The Bundestag's 631 lawmakers convened on Tuesday to elect a new parliamentary president and his two deputies. Norbert Lammert of Chancellor Angela Merkel's Christian Democrats (CDU) was expected to remain in the post, which he has held since she was first elected in 2005.
As is tradition in the German parliament, the oldest member of the Bundestag is chaired the inaugural meeting, who, as in 2009, is 77-year-old CDU lawmaker Heinz Riesenhuber. His function in this role ends with the election of the new parliamentary president.
Tuesday's meeting came a day ahead of the first formal coalition talks between the Christian Democrats (CDU) and the Social Democrats (SPD), who are seeking to form a so-called "grand coalition government." This comes after a series of exploratory talks between leaders of the CDU and both the SPD and the Greens since the September 22 general election.
The two parties governed in a previous grand coalition under Chancellor Merkel between 2005 and 2009, when her CDU and its Bavarian sister party, the Christian Social Union (CSU) had won just four more seats than the SPD. This time, however, many SPD members fear any coalition with the CDU/CSU will see them as clearly the junior partners, after Merkel's bloc fell just five seats short of a majority in last month's election.

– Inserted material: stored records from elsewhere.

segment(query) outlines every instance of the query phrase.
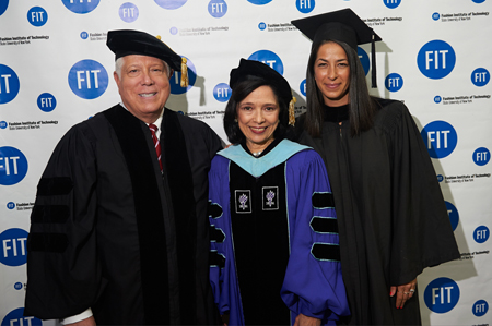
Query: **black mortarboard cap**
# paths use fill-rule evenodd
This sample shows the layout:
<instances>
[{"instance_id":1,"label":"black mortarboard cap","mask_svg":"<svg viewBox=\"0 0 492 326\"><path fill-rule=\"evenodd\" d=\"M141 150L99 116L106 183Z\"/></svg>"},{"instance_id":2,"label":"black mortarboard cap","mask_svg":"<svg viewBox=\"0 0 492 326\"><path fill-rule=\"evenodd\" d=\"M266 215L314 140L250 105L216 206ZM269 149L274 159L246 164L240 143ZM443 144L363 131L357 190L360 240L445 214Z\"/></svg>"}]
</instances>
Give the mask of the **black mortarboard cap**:
<instances>
[{"instance_id":1,"label":"black mortarboard cap","mask_svg":"<svg viewBox=\"0 0 492 326\"><path fill-rule=\"evenodd\" d=\"M164 60L175 71L181 71L181 57L159 37L148 33L132 29L109 31L106 45L115 52L115 60L129 55L149 56Z\"/></svg>"},{"instance_id":2,"label":"black mortarboard cap","mask_svg":"<svg viewBox=\"0 0 492 326\"><path fill-rule=\"evenodd\" d=\"M355 51L358 45L371 43L372 84L376 86L376 50L375 41L382 38L374 33L351 9L327 12L324 14L292 21L304 35L318 45L324 40L347 43Z\"/></svg>"},{"instance_id":3,"label":"black mortarboard cap","mask_svg":"<svg viewBox=\"0 0 492 326\"><path fill-rule=\"evenodd\" d=\"M263 79L277 89L279 97L281 97L285 104L289 104L289 123L294 124L295 119L293 106L295 104L295 97L292 97L292 90L289 82L274 69L270 68L270 65L256 60L246 60L242 58L239 61L239 67L231 70L229 86L231 89L234 89L238 83L249 79L250 76Z\"/></svg>"}]
</instances>

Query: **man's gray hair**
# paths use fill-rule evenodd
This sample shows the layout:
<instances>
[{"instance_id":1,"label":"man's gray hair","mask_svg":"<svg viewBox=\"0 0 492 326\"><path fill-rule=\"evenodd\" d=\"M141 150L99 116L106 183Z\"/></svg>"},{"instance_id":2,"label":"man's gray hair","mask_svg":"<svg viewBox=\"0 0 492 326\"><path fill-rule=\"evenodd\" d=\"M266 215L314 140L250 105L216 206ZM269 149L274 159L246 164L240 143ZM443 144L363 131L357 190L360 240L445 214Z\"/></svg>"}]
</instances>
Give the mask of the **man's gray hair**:
<instances>
[{"instance_id":1,"label":"man's gray hair","mask_svg":"<svg viewBox=\"0 0 492 326\"><path fill-rule=\"evenodd\" d=\"M121 67L124 67L124 64L125 64L125 60L124 59L125 59L125 57L119 57L115 61L115 72L118 75L118 79L120 79L120 80L121 80ZM171 67L169 67L169 64L167 64L167 62L165 62L164 60L162 60L162 62L166 67L167 77L171 79Z\"/></svg>"}]
</instances>

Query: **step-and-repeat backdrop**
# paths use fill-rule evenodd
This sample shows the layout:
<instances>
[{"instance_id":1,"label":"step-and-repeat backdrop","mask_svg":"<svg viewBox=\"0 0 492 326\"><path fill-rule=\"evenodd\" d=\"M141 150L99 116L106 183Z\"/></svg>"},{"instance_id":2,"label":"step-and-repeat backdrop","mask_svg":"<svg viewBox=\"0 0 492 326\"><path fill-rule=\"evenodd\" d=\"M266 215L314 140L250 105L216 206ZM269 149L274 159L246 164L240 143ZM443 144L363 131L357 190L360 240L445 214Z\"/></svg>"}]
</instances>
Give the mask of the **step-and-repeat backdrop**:
<instances>
[{"instance_id":1,"label":"step-and-repeat backdrop","mask_svg":"<svg viewBox=\"0 0 492 326\"><path fill-rule=\"evenodd\" d=\"M186 57L190 86L175 74L167 107L225 141L229 73L239 58L282 73L301 113L311 41L290 22L343 8L383 38L371 94L409 107L461 253L419 276L423 323L491 324L492 0L0 0L1 325L55 323L22 316L30 214L59 138L119 101L109 29L161 35ZM359 48L366 71L367 53L370 45Z\"/></svg>"}]
</instances>

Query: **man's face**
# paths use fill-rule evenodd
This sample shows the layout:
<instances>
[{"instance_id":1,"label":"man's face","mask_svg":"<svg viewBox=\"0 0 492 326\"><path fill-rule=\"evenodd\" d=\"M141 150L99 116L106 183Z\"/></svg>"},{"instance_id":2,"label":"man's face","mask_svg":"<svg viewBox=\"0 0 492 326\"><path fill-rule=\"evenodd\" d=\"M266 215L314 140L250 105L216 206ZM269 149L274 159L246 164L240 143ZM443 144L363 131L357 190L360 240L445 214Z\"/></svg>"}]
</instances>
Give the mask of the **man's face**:
<instances>
[{"instance_id":1,"label":"man's face","mask_svg":"<svg viewBox=\"0 0 492 326\"><path fill-rule=\"evenodd\" d=\"M159 118L169 97L168 75L164 61L139 55L124 57L121 76L114 73L125 107L147 123Z\"/></svg>"}]
</instances>

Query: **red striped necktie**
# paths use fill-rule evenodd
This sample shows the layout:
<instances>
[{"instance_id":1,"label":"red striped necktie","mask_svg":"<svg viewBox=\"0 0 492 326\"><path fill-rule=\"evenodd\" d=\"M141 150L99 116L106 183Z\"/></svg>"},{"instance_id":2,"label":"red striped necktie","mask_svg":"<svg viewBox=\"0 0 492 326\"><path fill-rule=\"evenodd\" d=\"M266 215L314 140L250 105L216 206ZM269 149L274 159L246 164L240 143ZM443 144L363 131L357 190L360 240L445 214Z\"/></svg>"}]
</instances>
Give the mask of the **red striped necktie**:
<instances>
[{"instance_id":1,"label":"red striped necktie","mask_svg":"<svg viewBox=\"0 0 492 326\"><path fill-rule=\"evenodd\" d=\"M152 141L154 142L155 153L157 154L159 166L161 167L162 172L161 144L159 143L159 138L155 135L155 132L159 130L159 128L155 124L151 123L149 124L149 129L151 130L152 133Z\"/></svg>"}]
</instances>

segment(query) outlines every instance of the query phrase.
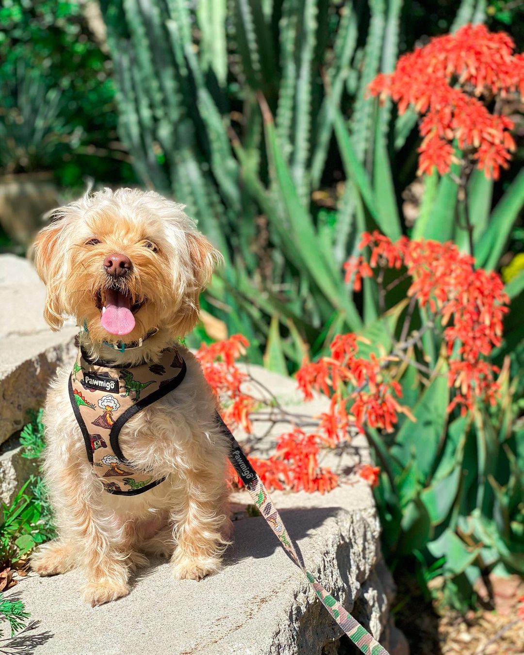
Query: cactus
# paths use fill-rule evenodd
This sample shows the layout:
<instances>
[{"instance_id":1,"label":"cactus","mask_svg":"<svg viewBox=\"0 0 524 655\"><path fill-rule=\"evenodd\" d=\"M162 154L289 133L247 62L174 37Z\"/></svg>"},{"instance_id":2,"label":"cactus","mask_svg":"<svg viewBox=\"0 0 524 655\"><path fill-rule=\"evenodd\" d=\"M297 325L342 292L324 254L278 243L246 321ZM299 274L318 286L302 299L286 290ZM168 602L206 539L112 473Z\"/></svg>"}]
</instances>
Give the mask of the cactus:
<instances>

Leading Social Democrats, though, have said that they are determined to get a number of key policy issues that they campaigned on into any coalition agreement with the conservatives. Among these is a general minimum wage, something which the CDU/CSU have repeatedly ruled out.
Although the term of Chancellor Merkel's previous coalition with the liberal Free Democrats (FDP) also ends on Tuesday, it will remain in office on a caretaker basis until a new coalition agreement has been reached. The Free Democrats were the conservatives' preferred coalition partners, however in last month's election they failed to gain the minimum five percent of votes needed to enter the Bundestag.